3) et enfin, de nos jours, dans nos communautés françaises composées majoritairement de Baalei Tshouva, les fidèles n’ont pas eu d’éducation religieuse poussée depuis leur jeunesse et ont un réel besoin de fréquenter une synagogue et une communauté pour se rattacher au judaïsme et être « en contact » avec la Torah.
Ce qui n’était pas le cas il y a 250 ans en Lituanie (et ailleurs) où les juifs étaient pratiquants par transmission, de génération en génération et chaque juif/juive avait grandi dans un foyer « au courant » des traditions et coutumes.

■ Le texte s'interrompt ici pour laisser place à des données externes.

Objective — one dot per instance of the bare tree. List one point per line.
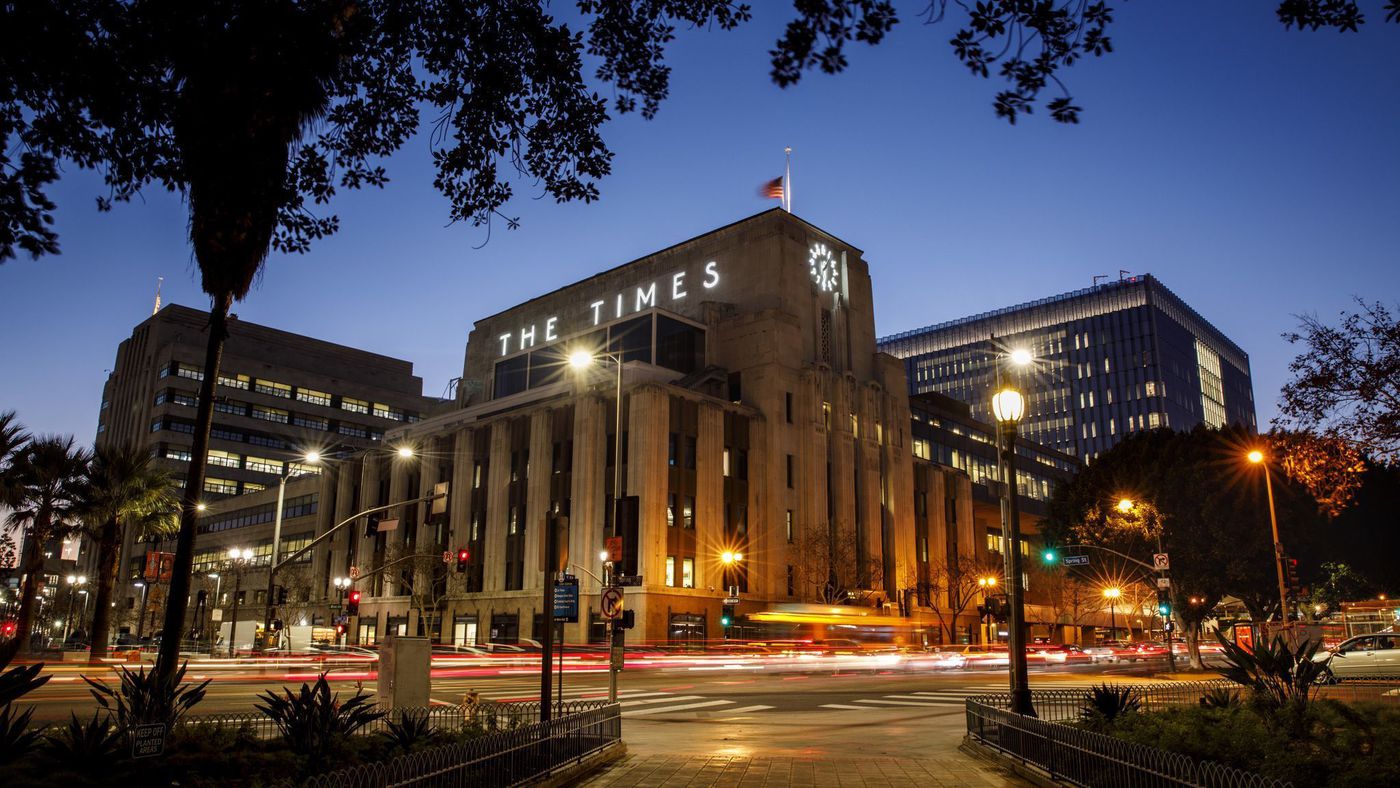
(832, 570)
(952, 589)
(1347, 380)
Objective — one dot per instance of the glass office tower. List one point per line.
(1109, 360)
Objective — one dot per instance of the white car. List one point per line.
(1369, 655)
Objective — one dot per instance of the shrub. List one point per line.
(142, 699)
(312, 720)
(409, 731)
(1105, 704)
(86, 746)
(1277, 672)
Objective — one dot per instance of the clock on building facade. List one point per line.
(822, 262)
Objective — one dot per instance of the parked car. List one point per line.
(1364, 655)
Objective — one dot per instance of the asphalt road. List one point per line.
(653, 694)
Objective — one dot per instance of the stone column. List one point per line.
(710, 496)
(536, 496)
(497, 507)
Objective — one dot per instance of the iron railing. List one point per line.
(1085, 757)
(508, 757)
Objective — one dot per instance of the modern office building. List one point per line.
(1108, 360)
(279, 396)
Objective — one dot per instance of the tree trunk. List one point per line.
(1193, 644)
(32, 574)
(109, 561)
(178, 598)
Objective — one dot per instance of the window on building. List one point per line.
(272, 388)
(270, 413)
(312, 396)
(354, 405)
(226, 459)
(387, 412)
(263, 465)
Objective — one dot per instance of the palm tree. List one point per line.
(123, 489)
(237, 129)
(45, 476)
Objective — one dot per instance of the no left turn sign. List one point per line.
(611, 603)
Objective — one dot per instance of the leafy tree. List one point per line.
(123, 489)
(255, 112)
(1340, 584)
(1204, 501)
(1347, 381)
(46, 473)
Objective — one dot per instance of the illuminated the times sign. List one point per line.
(622, 303)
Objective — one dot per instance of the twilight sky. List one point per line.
(1252, 168)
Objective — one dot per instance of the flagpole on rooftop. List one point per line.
(787, 181)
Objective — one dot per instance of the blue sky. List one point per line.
(1252, 168)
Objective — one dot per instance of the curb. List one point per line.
(994, 757)
(576, 771)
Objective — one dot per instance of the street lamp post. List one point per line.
(238, 560)
(1257, 458)
(67, 619)
(1010, 406)
(581, 360)
(1112, 595)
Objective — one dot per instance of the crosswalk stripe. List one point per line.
(746, 708)
(660, 708)
(907, 701)
(651, 700)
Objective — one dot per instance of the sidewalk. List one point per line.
(762, 771)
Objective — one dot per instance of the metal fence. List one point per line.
(508, 757)
(1084, 757)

Ainsi, la fréquentation de la synagogue du mari (ou père) suffisait à l’épouse (ou fille) pour pratiquer un judaïsme vivant et réel.
Les femmes avaient beaucoup moins besoin de fréquenter les offices à la synagogue qu’aujourd’hui.
De nos jours, de nombreuses femmes ressentent le besoin spirituel d’aller à la synagogue pour se ressourcer, pour se connecter au divin, surtout dans les milieux moins pratiquants et dans les familles de Baalei Tshouva.
Même les femmes de familles religieuses ont besoin de se retrouver entre copines, surtout lorsqu’elles travaillent en milieu non-juif toute la semaine.
Par conséquent, je ne pense pas que la lettre du
Gaon de Vilna soit entièrement d’actualité, je ne pense pas que le
Gaon aurait été aussi catégorique pour interdire aux femmes la synagogue aujourd’hui.
A son époque il n’y avait pas vraiment de besoin spirituel, une femme n’allant jamais à la synagogue était et restait très juive.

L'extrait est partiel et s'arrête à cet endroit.